Thanks, but no thanks.

I saw yet another TV show last night where a man looked earnestly into a woman's eyes, told her that he'd wanted her from the moment he saw her, and she melted.

I just don't get it. If somebody wants me the moment they see me, then they don't want me. They want my hair, or my ass, or my breasts, or the way I echo something that's already in their head. This is not something for which I melt.

I want somebody who has wanted me since they read my source code, or heard me speak about good design principles, or saw my thoughts on women's issues, or found out that I think it's really important to be kind to the people around you. Something besides a visual impression reacting with their own preconceptions.

Maybe I'm just getting old, but, "You have beautiful eyes," doesn't even catch my interest, let alone make me swoon. I'm much more likely to roll my "beautiful" eyes and get on with what I was doing. Because I'm doing things. Things that do not involve sitting around waiting for some random guy to decide he might be willing to hit that. Or even to have coffee with that.

I run a business. I write code. I participate in my community. I garden. I cook for pleasure. I play World of Tanks. I read. I do things with my family. It takes a lot more than a vague compliment about my looks to get my attention these days. Especially since I don't consider the fact that said random guy thinks that his opinion on my looks will be important to me to be a compliment in the first place.

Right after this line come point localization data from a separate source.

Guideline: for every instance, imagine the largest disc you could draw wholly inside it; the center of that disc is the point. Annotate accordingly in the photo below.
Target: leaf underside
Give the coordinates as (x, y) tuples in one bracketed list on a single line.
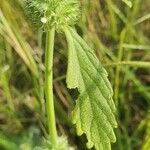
[(94, 110)]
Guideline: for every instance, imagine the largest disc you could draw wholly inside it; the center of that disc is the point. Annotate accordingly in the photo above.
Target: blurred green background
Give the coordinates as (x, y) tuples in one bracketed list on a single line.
[(118, 30)]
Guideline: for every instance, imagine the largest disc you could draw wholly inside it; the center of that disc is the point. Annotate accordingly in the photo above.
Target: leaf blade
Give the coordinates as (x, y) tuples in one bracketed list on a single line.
[(94, 110)]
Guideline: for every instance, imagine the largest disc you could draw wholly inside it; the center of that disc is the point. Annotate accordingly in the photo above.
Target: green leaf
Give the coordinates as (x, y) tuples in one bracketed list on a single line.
[(94, 110)]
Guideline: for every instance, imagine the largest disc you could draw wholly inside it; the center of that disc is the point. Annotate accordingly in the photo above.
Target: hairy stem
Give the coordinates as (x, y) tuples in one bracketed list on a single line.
[(49, 85)]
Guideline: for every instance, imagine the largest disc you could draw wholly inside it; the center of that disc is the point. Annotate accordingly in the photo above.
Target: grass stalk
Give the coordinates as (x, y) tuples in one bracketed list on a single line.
[(49, 85), (140, 64)]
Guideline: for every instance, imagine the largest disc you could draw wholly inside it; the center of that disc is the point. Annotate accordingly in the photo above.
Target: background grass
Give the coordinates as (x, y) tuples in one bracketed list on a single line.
[(119, 31)]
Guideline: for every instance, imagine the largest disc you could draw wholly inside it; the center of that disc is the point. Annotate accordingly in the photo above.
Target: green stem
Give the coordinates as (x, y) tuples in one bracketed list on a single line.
[(49, 85)]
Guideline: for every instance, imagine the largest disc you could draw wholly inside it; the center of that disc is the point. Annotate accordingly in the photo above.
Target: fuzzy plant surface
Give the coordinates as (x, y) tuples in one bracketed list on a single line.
[(94, 112)]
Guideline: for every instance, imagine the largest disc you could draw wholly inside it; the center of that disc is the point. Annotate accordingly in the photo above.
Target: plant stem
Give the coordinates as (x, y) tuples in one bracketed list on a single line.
[(49, 85)]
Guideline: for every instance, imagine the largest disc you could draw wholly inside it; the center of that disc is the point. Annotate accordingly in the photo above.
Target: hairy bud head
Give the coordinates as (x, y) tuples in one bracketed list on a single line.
[(52, 13)]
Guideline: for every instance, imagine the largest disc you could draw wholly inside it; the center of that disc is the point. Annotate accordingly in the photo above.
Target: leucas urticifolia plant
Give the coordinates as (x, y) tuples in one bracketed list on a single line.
[(94, 110)]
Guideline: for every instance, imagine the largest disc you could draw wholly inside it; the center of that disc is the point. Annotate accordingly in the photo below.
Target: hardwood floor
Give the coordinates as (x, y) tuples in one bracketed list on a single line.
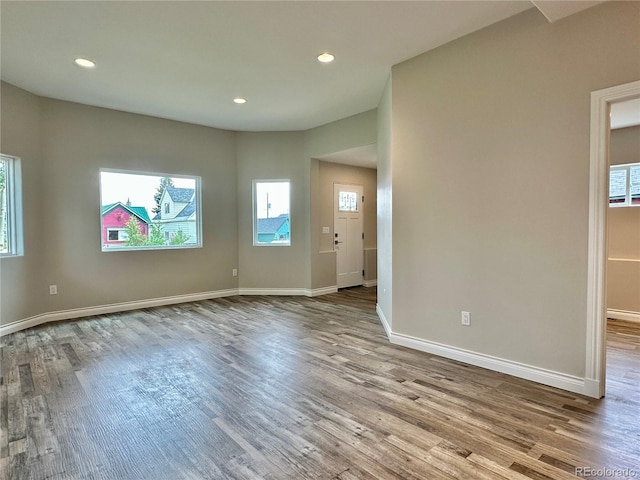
[(292, 388)]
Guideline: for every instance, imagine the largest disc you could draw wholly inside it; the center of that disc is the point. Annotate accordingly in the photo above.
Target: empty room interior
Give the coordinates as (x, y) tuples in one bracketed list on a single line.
[(320, 240)]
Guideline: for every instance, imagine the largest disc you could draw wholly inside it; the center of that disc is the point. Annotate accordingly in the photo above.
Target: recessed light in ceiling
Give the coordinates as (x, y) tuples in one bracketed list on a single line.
[(326, 58), (84, 63)]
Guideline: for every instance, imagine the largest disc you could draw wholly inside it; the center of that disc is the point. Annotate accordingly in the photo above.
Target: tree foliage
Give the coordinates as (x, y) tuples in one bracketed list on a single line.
[(156, 236), (157, 197), (180, 238)]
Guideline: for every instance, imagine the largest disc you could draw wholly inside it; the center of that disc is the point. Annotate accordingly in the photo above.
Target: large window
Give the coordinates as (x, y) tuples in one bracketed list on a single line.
[(10, 206), (149, 211), (624, 185), (271, 221)]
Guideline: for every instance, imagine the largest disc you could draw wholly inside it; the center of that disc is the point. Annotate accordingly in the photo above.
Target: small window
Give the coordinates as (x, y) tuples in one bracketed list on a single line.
[(348, 202), (271, 221), (10, 207), (624, 185), (135, 206)]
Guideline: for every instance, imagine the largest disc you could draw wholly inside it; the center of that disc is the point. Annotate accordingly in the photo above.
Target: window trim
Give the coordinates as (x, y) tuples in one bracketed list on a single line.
[(254, 212), (627, 196), (199, 218), (13, 207)]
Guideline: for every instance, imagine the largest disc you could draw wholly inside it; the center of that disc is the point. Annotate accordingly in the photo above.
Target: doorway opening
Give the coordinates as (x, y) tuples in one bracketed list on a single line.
[(601, 102), (348, 234)]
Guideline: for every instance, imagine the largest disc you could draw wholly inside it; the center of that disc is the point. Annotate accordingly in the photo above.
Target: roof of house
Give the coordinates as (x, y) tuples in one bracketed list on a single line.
[(180, 195), (187, 211), (140, 212), (272, 225), (184, 214)]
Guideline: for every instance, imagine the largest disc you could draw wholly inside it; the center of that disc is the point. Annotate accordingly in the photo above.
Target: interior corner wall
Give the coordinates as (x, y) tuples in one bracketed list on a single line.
[(623, 224), (77, 141), (385, 207), (271, 156), (22, 287), (490, 158)]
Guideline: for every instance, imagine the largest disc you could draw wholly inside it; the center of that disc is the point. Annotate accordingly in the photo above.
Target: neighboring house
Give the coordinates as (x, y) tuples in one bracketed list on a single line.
[(273, 230), (114, 220), (178, 213)]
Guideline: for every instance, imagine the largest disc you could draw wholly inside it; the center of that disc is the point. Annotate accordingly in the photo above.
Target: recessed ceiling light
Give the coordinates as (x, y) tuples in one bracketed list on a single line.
[(326, 57), (84, 62)]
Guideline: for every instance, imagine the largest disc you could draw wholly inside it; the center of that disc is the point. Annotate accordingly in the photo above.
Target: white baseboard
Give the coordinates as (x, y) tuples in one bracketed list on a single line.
[(154, 302), (316, 292), (385, 322), (111, 308), (306, 292), (570, 383), (624, 315)]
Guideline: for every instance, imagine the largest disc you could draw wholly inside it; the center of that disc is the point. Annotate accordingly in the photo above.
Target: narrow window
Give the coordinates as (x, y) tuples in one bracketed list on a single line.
[(271, 206), (135, 207), (10, 206)]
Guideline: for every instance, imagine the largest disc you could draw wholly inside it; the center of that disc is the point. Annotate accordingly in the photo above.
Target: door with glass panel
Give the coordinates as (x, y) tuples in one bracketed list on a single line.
[(348, 234)]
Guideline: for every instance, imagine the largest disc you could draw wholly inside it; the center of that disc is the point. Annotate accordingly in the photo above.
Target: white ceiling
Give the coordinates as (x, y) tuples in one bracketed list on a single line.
[(186, 60)]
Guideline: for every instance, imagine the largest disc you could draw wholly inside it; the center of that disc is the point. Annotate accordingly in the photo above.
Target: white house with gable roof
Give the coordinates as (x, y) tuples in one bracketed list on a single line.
[(178, 213)]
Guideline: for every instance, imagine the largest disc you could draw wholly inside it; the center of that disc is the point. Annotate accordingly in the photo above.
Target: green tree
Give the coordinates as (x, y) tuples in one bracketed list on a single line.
[(136, 237), (157, 197), (156, 236), (180, 238)]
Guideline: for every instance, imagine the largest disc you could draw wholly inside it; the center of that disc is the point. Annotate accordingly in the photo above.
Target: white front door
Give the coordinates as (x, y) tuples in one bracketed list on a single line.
[(348, 234)]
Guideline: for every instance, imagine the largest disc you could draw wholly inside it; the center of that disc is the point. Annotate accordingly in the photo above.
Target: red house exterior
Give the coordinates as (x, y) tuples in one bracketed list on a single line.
[(114, 220)]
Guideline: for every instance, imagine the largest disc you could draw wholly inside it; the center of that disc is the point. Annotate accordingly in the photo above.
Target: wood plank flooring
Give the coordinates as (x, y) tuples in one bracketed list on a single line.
[(292, 388)]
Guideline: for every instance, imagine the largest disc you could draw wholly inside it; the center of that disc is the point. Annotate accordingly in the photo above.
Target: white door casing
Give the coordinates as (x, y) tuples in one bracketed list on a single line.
[(348, 234), (595, 364)]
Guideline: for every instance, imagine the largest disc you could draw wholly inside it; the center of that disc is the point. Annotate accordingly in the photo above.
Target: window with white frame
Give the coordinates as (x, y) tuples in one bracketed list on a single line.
[(624, 185), (271, 220), (135, 213), (10, 206)]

I'm complicated. I'm sophisticated. I'm engaged in many activities and interests. I'm multi-dimensional. I'm variable. I'm articulate. I'm interesting. Yes, I'm also pretty by some standards, but if that's why someone is interested in me, then I'm not interested in them.

I've reached a stage in my life where I require someone who wants to be with me to engage with me as a whole person. Anything less is just a waste of my time and energy, and those are precious commodities.

So, no, I'm not a bitch because I don't consider Random Person thinking I'm hot to be a high-priority event that deserves my attention. It's just not very important to me compared to the other things in my life, like the people who have actually gotten to know me. Sorry.


1 comment:

  1. I love this SO MUCH! I grow weary of hearing how happy I should be when someone yells "Nice tits!" or pays my eyes or whatever a compliment.

    Tell me you dig me because I'm smart or funny or well-read or you like the way I write!